6.5 Range update + range query (BIT^2)
Maintain two BITs: B1 and B2. Range update [l,r] += v: B1.update(l, v); B1.update(r+1, -v); B2.update(l, v*(l-1)); B2.update(r+1, -v*r). Range query: prefix_sum(i) = B1.prefix(i)*i - B2.prefix(i). Surprisingly clean.
6.6 Family: range query / point update DS
- LC 307 Range Sum Query Mutable (this).
- LC 308 Range Sum Query 2D Mutable (2D BIT or 2D segment tree).
- LC 315 Count Smaller After Self (BIT over value space).
- LC 327 Count of Range Sum (BIT or merge-sort).
- LC 218 Skyline Problem (segment tree on heights).
- LC 715 Range Module (segment tree with lazy or sorted intervals).
7. Anti-Pattern Analysis
- Square root decomposition — O(√n) per op; works but signals you didn’t know BIT/segment tree.
- Recompute prefix sum on update — O(n) update.
- Recursive segment tree — works but verbose; iterative is the interview standard.
- 0-indexed BIT — possible but error-prone; use 1-indexed.
- Forget that BIT stores deltas, not the array — confused initial-build code.
- Build BIT in O(n log n) — possible to build in O(n) using
tree[i + lowbit(i)] += tree[i].
8. Skills & Takeaways
- Two implementations of the same interface.
i & -ilowbit trick.- Iterative segment tree layout.
9. When to Move On
- Implement Fenwick in 10 min cold.
- Implement iterative segment tree in 15 min cold.
- Decide which to use based on operation type.
10. Company Context
- Google: L5/L6; very common.
- Meta: E5; expects BIT.
- Amazon: L6.
- Bloomberg: loves BIT for financial range queries.

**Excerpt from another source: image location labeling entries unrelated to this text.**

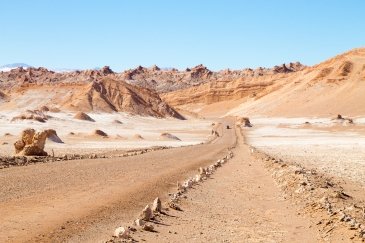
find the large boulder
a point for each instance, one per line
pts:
(31, 143)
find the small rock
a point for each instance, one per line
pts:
(139, 222)
(156, 207)
(148, 227)
(146, 213)
(121, 233)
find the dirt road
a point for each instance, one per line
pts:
(239, 203)
(85, 200)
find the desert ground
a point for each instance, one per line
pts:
(150, 155)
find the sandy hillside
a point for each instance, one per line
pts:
(333, 87)
(79, 135)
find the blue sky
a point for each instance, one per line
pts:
(220, 34)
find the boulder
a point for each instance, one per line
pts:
(148, 227)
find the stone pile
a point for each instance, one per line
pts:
(148, 214)
(315, 192)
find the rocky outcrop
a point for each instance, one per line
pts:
(108, 95)
(83, 116)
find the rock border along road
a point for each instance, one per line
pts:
(239, 203)
(85, 200)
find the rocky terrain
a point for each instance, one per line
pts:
(253, 155)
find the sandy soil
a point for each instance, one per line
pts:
(336, 150)
(85, 200)
(240, 203)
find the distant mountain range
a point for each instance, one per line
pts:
(8, 67)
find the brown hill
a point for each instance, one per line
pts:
(334, 86)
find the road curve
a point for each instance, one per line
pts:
(85, 200)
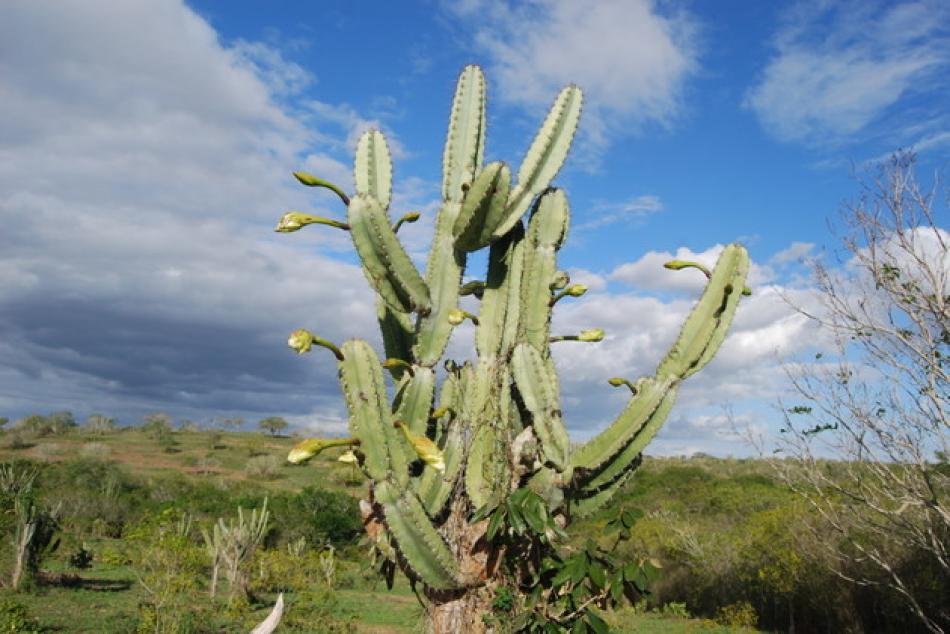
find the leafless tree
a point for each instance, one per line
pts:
(867, 442)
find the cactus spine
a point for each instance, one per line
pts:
(497, 420)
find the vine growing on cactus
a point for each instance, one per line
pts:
(472, 477)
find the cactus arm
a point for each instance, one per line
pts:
(546, 232)
(545, 156)
(443, 276)
(364, 390)
(705, 328)
(313, 181)
(465, 142)
(373, 170)
(483, 205)
(612, 440)
(414, 400)
(435, 488)
(424, 550)
(398, 331)
(538, 386)
(385, 263)
(478, 476)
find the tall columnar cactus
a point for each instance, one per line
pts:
(454, 477)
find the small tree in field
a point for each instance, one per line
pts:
(879, 400)
(99, 425)
(273, 424)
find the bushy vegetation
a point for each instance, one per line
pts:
(733, 546)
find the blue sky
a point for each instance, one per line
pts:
(142, 170)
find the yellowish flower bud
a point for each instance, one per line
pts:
(427, 450)
(292, 221)
(593, 335)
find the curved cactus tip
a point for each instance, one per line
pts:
(574, 290)
(427, 450)
(407, 218)
(310, 447)
(561, 279)
(302, 340)
(349, 457)
(440, 412)
(393, 363)
(677, 265)
(456, 316)
(617, 382)
(296, 220)
(313, 181)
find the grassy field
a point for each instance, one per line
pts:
(106, 597)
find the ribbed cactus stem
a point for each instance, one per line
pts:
(393, 363)
(302, 340)
(410, 217)
(456, 316)
(677, 265)
(575, 290)
(296, 220)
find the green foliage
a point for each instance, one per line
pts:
(169, 566)
(740, 614)
(318, 516)
(81, 558)
(54, 424)
(267, 467)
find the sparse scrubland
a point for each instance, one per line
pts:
(735, 546)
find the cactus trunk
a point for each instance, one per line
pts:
(472, 477)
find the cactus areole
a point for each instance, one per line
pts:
(472, 476)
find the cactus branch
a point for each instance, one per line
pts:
(296, 220)
(302, 340)
(409, 218)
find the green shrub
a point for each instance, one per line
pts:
(740, 614)
(267, 467)
(14, 617)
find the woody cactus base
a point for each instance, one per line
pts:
(469, 491)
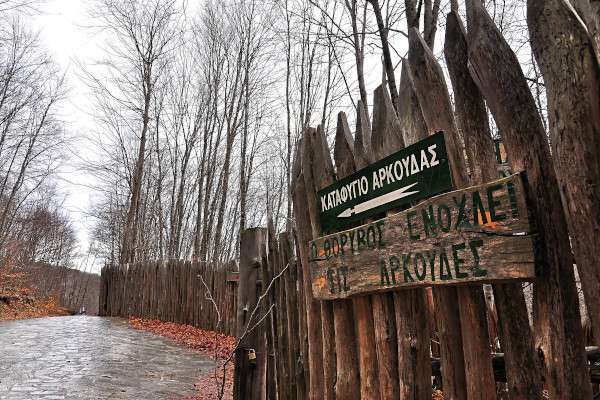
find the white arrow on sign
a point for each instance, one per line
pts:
(378, 201)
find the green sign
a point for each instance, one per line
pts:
(417, 171)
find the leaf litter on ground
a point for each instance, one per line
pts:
(218, 347)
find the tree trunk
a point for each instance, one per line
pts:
(566, 58)
(557, 321)
(516, 340)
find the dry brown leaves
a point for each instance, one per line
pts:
(217, 347)
(15, 308)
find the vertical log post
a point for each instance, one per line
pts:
(345, 147)
(433, 97)
(313, 307)
(385, 139)
(249, 377)
(271, 388)
(515, 334)
(347, 383)
(564, 51)
(415, 322)
(326, 174)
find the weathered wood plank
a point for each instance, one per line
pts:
(314, 361)
(557, 320)
(485, 163)
(481, 234)
(250, 381)
(345, 162)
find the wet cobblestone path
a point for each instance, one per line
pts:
(85, 357)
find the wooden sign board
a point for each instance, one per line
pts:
(481, 234)
(415, 172)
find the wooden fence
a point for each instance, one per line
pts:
(172, 292)
(380, 345)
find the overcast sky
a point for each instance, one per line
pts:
(62, 28)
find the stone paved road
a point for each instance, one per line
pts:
(92, 358)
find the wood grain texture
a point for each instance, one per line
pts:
(557, 320)
(398, 251)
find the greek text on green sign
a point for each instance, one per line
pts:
(415, 172)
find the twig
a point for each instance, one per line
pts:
(221, 390)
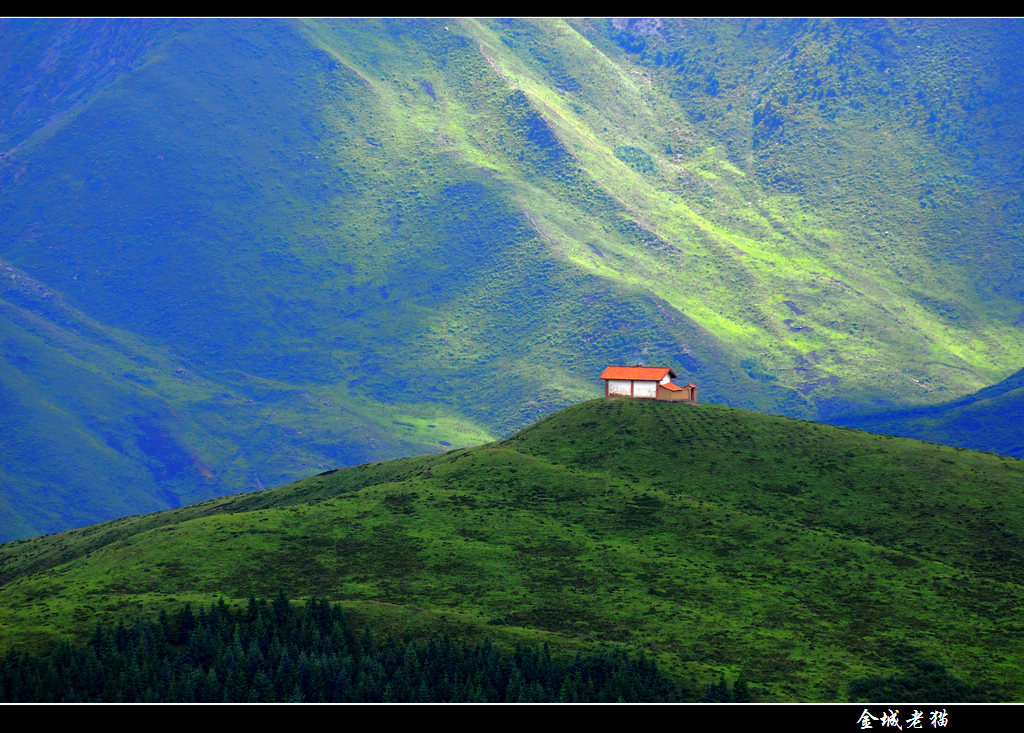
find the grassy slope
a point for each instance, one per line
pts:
(720, 540)
(357, 233)
(983, 421)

Strong: “Fenwick (BIT) for point-update + range-sum, O(log n) each. Segment tree if I needed range max or lazy propagation. Cited BIT^2 for range-update + range-query.”
11. Interviewer’s Lens
| Signal | Junior | Mid | Senior | Staff+ |
|---|---|---|---|---|
| BIT impl | After hint | Cold | Clean + 1-indexed | + O(n) build |
| Lowbit | Doesn’t know | Knows trick | Explains | + derives from two’s complement |
| ST alternative | None | Mentions | Sketches | + iterative + lazy variant |
| Family | None | None | LC 315 | + BIT^2 range-range |
12. Level Delta
- Mid (L4): BIT after a hint.
- Senior (L5): Cold BIT; can sketch segment tree.
- Staff (L6): + BIT^2 for range/range; + LC 308 2D.
- Principal (L7+): + framing as prefix-sum query over a tree-shaped commutative monoid + recognizes BIT as a Morton-encoded prefix decomposition + can implement persistent / immutable segment tree for time-travel queries.
13. Follow-up Q&A
Q1: Range update + range query? A1: BIT^2 (two BITs) or segment tree with lazy propagation. Same O(log n).
Q2: Range max instead of sum? A2: BIT supports max in narrow case (only “max of prefix”) — segment tree is the right call.
Q3: 2D version?
A3: 2D BIT — update(r,c) walks r+=lowbit(r) and c+=lowbit(c) nested. O(log² n) per op.
Q4: Online (streaming inserts at arbitrary positions)? A4: Balanced BST or order-statistic tree (skiplist, sorted-container). BIT requires fixed index space.
Q5: Persistent (query any historical version)? A5: Persistent segment tree; O(log n) per op with O(log n) extra space.
14. Solution Walkthrough
See solution.py:
NumArrayBIT— Fenwick implementation.NumArraySegTree— iterative segment tree.NumArrayBrute— oracle (O(n) updates/queries).
15. Beyond the Problem
Principal code review: “Range Sum Query Mutable is the smallest ‘mutable aggregate over an index space’ problem. The Staff+ insight is recognizing this as a query over a commutative monoid (here, integers under addition) on a sequential index space. Once you frame it that way, the data structure choice falls out: BIT for monoids with inverses (sum, XOR), segment tree for monoids without inverses (max, min, gcd, set union). The lesson scales: when you face any ‘mutable array with aggregate queries’ problem — financial OHLC bars, real-time analytics, ad-auction histograms, time-series DB — the answer is a segment tree or BIT, and the only question is whether your aggregation has an inverse. Real systems: ClickHouse / DuckDB use column-oriented segment trees for analytical queries; Redis ZADD uses a skiplist (similar O(log n) tradeoff); ad-tech systems use 2D BITs for geographic + temporal aggregations. Knowing this pattern lets you design these systems from scratch.”